While “persistence” is not one of the fruit of the Spirit listed in Galatians 5:22, “self-control” is. And it is very much like persistence when it comes to choosing between abandoning a task or seeing it through to its completion.

 

Archibald J. Cronin was a Scottish physician who wanted to be a novelist. Born in 1896 he was awarded a scholarship in 1914 to study medicine at the University of Glasgow. World War I interrupted his studies, however, and he served as a Royal Navy surgeon before completing his medical degree in 1919. In 1924 he was appointed Medical Inspector of Mines for Great Britain, and in subsequent years his research and reports on the correlation between coal dust inhalation and pulmonary disease won him both high honors and the admiration of colleagues in medicine around the world.

 

In 1930 he was forced to take medical leave after being diagnosed with chronic stomach ulcers. He used his leave of absence to begin writing his first novel, Hatter’s Castle. He found the task to be frustrating, once asking himself, “Why am I wearing myself out with this toil for which I am so preposterously ill-equipped? I ought to be resting…conserving, not squandering my energies on this fantastic task.” Discouraged about his early lack of fulfillment in writing, he bundled up the manuscript and threw it in the trash outside the farmhouse where he was staying. And in an attempt to recapture his “sanity,” he went for a walk in the drizzling rain.

 

Along the loch shore he came upon an old farmer who was laboring with turning the soil with a shovel, made more difficult by the rain. Cronin inquired about why he was digging in the stubborn ground. The old man stopped digging and replied, “My father ditched this bog all his days and never made a pasture.

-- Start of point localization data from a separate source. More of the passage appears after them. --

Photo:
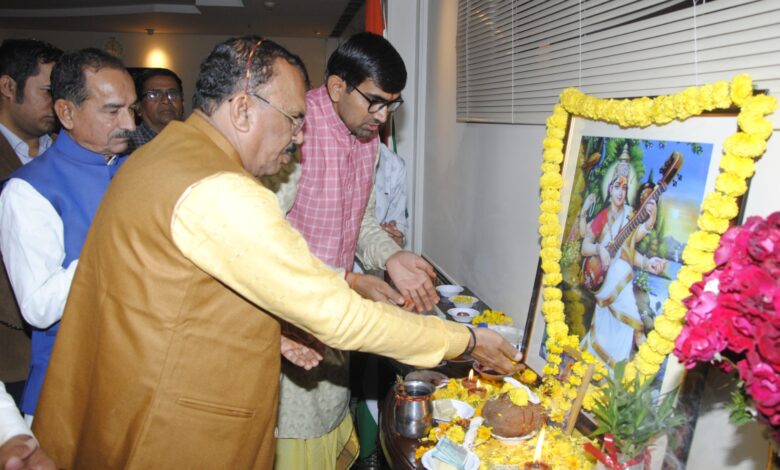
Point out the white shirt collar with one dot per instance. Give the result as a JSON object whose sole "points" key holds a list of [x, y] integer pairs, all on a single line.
{"points": [[21, 148]]}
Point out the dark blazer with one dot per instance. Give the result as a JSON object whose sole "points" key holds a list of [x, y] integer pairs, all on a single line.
{"points": [[14, 341]]}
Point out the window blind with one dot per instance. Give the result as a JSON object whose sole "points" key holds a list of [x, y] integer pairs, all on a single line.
{"points": [[515, 56]]}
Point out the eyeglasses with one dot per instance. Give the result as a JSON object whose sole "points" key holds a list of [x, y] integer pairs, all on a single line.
{"points": [[376, 104], [295, 122], [156, 95]]}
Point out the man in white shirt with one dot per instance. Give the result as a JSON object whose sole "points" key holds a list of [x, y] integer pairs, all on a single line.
{"points": [[18, 448], [47, 206], [26, 120]]}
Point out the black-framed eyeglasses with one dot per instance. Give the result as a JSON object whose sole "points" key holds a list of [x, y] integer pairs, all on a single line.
{"points": [[376, 104], [156, 95], [295, 122]]}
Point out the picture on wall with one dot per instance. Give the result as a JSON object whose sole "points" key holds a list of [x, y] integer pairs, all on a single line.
{"points": [[631, 198]]}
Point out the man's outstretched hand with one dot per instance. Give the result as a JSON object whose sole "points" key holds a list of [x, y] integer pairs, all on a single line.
{"points": [[301, 348], [413, 276], [22, 452], [496, 353]]}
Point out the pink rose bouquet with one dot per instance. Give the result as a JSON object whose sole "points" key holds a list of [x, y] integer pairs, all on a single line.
{"points": [[733, 315]]}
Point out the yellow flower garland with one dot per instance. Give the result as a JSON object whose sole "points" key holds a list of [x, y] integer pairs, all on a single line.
{"points": [[719, 207]]}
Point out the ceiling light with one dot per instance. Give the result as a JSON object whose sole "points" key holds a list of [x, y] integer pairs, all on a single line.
{"points": [[219, 3]]}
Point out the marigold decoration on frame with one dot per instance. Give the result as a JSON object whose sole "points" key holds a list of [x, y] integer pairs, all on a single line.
{"points": [[719, 207]]}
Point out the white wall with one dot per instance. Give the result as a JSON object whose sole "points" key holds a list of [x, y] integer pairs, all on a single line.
{"points": [[185, 51], [478, 209]]}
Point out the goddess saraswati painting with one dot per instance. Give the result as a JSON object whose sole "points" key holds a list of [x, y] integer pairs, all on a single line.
{"points": [[633, 205]]}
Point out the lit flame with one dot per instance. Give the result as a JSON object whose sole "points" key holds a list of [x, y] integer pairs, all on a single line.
{"points": [[539, 444]]}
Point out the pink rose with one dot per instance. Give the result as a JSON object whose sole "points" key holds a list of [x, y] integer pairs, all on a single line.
{"points": [[762, 382], [769, 345], [698, 344], [740, 334], [700, 305]]}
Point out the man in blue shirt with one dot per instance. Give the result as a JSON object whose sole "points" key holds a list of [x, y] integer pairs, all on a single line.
{"points": [[47, 206]]}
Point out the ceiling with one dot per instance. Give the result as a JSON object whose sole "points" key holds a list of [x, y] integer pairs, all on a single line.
{"points": [[279, 18]]}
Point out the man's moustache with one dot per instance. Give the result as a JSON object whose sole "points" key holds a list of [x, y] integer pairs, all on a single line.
{"points": [[291, 149], [123, 134]]}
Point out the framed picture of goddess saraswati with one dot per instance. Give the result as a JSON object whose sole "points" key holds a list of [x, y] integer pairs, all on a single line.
{"points": [[631, 198]]}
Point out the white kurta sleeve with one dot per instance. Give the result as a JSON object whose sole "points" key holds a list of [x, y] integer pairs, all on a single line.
{"points": [[33, 246], [11, 422]]}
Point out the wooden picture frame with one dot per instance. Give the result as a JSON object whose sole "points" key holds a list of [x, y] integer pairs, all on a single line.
{"points": [[591, 153]]}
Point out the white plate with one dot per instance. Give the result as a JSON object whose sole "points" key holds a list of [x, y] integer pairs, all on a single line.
{"points": [[472, 461], [532, 397], [462, 409], [514, 440], [468, 314], [449, 290]]}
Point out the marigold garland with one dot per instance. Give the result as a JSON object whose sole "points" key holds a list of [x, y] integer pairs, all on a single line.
{"points": [[719, 208]]}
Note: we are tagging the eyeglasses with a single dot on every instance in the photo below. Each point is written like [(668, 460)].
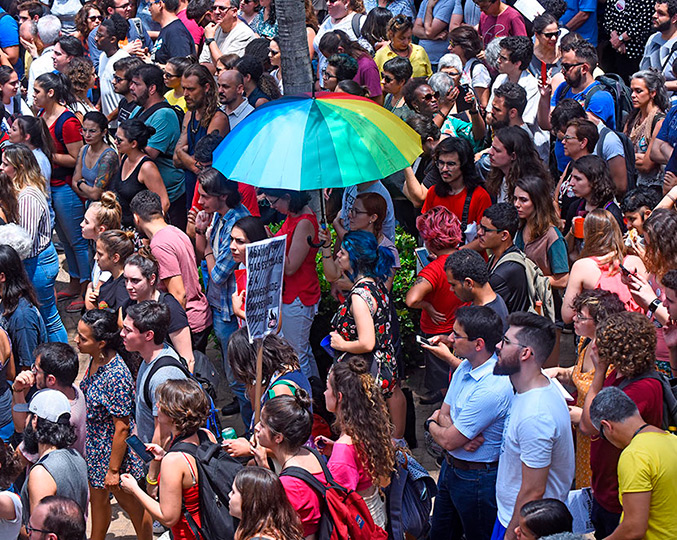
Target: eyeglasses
[(580, 317), (567, 67), (482, 229), (506, 341), (30, 530)]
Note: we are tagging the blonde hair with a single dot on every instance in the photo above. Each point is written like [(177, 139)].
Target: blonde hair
[(28, 172)]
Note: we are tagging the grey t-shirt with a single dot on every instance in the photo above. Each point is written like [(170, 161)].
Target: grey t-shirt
[(145, 416), (69, 471)]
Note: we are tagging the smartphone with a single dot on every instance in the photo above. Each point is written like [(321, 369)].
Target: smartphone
[(139, 448), (423, 341), (625, 271), (461, 103)]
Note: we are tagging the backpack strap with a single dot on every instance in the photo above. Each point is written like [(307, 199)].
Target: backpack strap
[(163, 361), (355, 25)]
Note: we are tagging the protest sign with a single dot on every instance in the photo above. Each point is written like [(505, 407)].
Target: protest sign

I’ve dug it all my days and I’ve never made a pasture. But pasture or no pasture, I canna help but dig. For my father knew and I know that if you only dig enough, a pasture can be made here.”

 

Challenged by these words from the farmer, Cronin hurried back to the trash container and retrieved the water-soaked manuscript. He dried the pages in the kitchen oven and returned to the task of writing. Three months later the manuscript was finished. Satisfied now with his effort, but without any assurance from a publisher, he sent off the manuscript and forgot about it. Later he wrote, “In the days which followed I gradually regained my health, and I began to chafe at idleness. I wanted to be back in harness”—in the practice of medicine, not writing.

 

On the day he was to leave the small village and return to his career, he went around town, saying his good-byes to the simple folk who had befriended him. When he entered the post-office, the postmaster presented him with a telegram—a notice of acceptance by the publisher. The novel that he had tried to throw away, Hatter’s Castle, became a huge success and made the doctor wealthy. It was translated into nineteen languages, bought by a Hollywood studio, and sold millions of copies. He would eventually write many more novels and stories, including Grand Canary, The Stars Look Down, and The Citadel.

 

Commenting many years later on the lesson he learned when writing his first novel, Cronin said, “Today, when the air resounds with shrill defeatist cries, when half of our stricken world is wailing in discouragement: ‘What is the use to work, to save, to go on living, with Armageddon round the corner?’…In this present chaos, with no shining vision to sustain us, the door is wide open to darkness and despair. The way to close that door is to stick to the job that we are doing, no matter how insignificant that job may be, to go on doing it, and to finish it.” He penned those words for Readers Digest in 1941, during World War II. Their relevance in these days of national and international turmoil should be obvious to us all.